Data were prospectively collected (January 2018-May 2020) from the Taiwan Society of IBD (TSIBD) registry, one of the largest real-world Asian IBD cohorts. Patients (>18 years old) receiving ≥1 dose of VDZ with up to a 1-year follow-up period were analyzed. Effectiveness at 6 month and 1 year including clinical response (CRS), clinical remission (CRM), steroid-free remission (SRM) and mucosal healing (MH);and safety outcome were analyzed descriptively. IBD relapse after VDZ treatment discontinuation was assessed since the reimbursement period in Taiwan is limited due to drug holiday required by government.

Results

A total of 274 patients (CD:127, UC:147) were included. At VDZ initiation, average [SD] age (year): 33.4 [14.6] in CD and 42.4 [14.3] in UC; median disease duration (years): 3.1 in CD and 3.9 in UC; 50.4% of CD and 70.7% of UC patients were biologics (bio)-naïve. Treatment effectiveness was analyzed (Figure 1-4). At 6 months, effectiveness in the CD bio-naïve group was significantly higher than the bio-exposed patients in CRS (67.4% vs 43.9%, p=0.047), CRM (62.8% vs 39.0%, p=0.025), and SRM (43.3% vs 4.3%, p=0.001), respectively. At 1 year, the CD bio-naïve group had higher CRS (82.1% vs 60.7%, p=0.026) than the bio-exposed group. There was no difference in effectiveness between bio-naïve and bio-exposed groups in UC at both 6 months and 1 year.
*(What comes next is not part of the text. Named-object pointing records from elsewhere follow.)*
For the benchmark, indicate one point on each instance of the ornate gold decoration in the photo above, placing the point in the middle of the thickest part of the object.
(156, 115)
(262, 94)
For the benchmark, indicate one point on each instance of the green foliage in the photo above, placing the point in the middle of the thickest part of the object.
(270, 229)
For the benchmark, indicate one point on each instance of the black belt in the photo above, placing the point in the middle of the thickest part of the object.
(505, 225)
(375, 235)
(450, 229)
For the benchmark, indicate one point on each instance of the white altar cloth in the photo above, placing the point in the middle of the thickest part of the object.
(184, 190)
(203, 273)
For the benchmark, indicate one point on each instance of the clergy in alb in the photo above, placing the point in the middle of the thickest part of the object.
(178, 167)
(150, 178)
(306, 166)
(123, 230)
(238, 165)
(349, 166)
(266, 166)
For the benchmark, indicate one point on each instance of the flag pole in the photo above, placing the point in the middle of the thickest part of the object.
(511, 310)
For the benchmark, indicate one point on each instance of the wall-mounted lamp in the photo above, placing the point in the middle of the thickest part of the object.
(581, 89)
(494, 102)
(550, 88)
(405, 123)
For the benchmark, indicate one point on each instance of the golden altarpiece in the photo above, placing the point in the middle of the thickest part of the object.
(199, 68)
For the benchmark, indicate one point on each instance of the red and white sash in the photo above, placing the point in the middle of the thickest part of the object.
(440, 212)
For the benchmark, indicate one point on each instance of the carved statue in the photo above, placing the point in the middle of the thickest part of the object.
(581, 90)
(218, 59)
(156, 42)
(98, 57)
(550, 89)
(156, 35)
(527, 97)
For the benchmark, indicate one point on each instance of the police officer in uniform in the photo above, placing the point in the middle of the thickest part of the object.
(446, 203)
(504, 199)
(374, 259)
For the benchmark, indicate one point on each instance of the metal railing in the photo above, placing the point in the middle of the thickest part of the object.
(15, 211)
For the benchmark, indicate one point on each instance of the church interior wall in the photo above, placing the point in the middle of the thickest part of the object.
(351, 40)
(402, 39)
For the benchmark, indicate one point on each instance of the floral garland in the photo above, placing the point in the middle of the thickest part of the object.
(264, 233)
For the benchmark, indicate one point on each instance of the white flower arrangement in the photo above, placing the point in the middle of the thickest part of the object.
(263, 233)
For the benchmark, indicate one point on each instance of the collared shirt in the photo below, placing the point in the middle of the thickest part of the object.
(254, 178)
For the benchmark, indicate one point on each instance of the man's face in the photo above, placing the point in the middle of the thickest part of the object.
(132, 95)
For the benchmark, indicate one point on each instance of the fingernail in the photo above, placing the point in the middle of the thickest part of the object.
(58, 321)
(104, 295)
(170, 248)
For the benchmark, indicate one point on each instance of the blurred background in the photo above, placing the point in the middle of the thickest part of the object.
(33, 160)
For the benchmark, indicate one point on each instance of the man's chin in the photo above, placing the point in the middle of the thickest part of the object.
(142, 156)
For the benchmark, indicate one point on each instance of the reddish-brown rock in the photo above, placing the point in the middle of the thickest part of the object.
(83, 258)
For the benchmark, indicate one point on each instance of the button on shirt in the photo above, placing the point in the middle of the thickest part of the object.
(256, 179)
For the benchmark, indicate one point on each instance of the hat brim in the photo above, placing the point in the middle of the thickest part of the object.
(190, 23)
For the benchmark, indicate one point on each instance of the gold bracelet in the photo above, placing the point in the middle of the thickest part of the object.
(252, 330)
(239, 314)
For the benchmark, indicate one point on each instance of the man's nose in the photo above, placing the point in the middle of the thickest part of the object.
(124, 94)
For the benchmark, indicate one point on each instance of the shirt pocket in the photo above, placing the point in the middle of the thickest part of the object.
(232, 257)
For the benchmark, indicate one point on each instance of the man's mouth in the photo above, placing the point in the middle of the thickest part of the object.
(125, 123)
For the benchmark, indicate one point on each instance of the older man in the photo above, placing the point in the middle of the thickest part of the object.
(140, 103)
Three patients (1.1%) reported serious infections (respiratory infection, intractable infection with underlying myelodysplastic syndrome and intestinal perforation due to endoscopy) and two (0.7%) had infusion-related reactions. No malignancies or hepatic injuries were reported. After limited treatment up to one year due to reimbursement, 58% (54/93) of patients had IBD relapse (CD: 27 [62.8%], UC: 27 [54%]). After cessation of VDZ, the mean [SD] time to IBD relapse was 5.5 [4.0] months in CD, and 5.8 [5.7] months for UC.



Conclusion

This study has shown the effectiveness and safety of VDZ therapy for Taiwan IBD patients. Better outcomes were observed in bio-naïve CD patients, whereas bio-naïve and bio-exposed UC patients have comparable outcomes. After a limited VDZ treatment duration, over one-half of patients had IBD relapse, with the majority occurring within 5 months of VDZ discontinuation. These data suggest that continued VDZ therapy would benefit the majority of IBD patients in Taiwan.